Insects are also able to switch jobs in response to a disruption. Within a nest, individuals may have jobs they specialise in. This allows greater efficiency within the nest. But during a disruption, individuals are able to switch jobs to fill the gap.
This is similar to our volunteer emergency services, like the State Emergency Service (SES). People who volunteer with the SES usually work in other areas. But, when an emergency strikes, they are able to respond and help fix the problem.
Perhaps more broad skills training would allow people to assist during some disturbances to our infrastructure.
How could this hold lessons for humans?
By studying the collective behaviour of social insects, and the ways in which they are able to remain resilient in the face of disturbances, we can build upon these lessons to inspire the development of our infrastructure and protect it from large-scale failures.
Social insects have evolved a variety of solutions to different disruptions over millennia.
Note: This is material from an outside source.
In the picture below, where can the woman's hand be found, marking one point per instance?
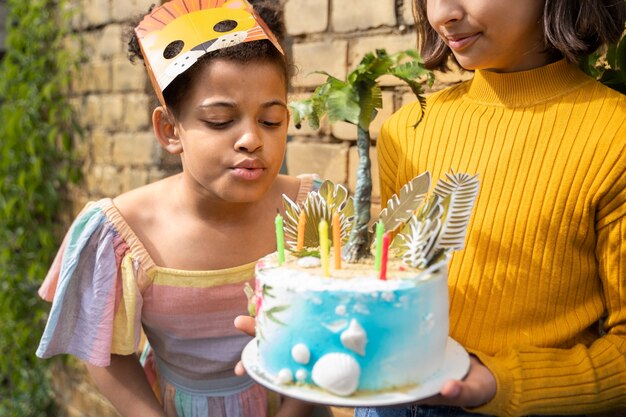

Trying to experiment on human networks is often impossible and unethical, yet we can directly experiment on social insects.
This isn’t to say that social insect systems are proxies for human systems, but by comparing numerous social insect systems, by studying human case studies (usually from the results found after a natural disaster) and developing simulations, we can begin to understand the general features that contribute to resilience across different scales and types of disturbance.
This also goes both ways. By borrowing ideas, tools and concepts from resilience work in other disciplines, such as physics, economics and engineering, we can get a greater understanding of the mechanics behind social insect resilience.
Together, this can lead to a greater understanding of resilience which can be applied to the design of better human infrastructure.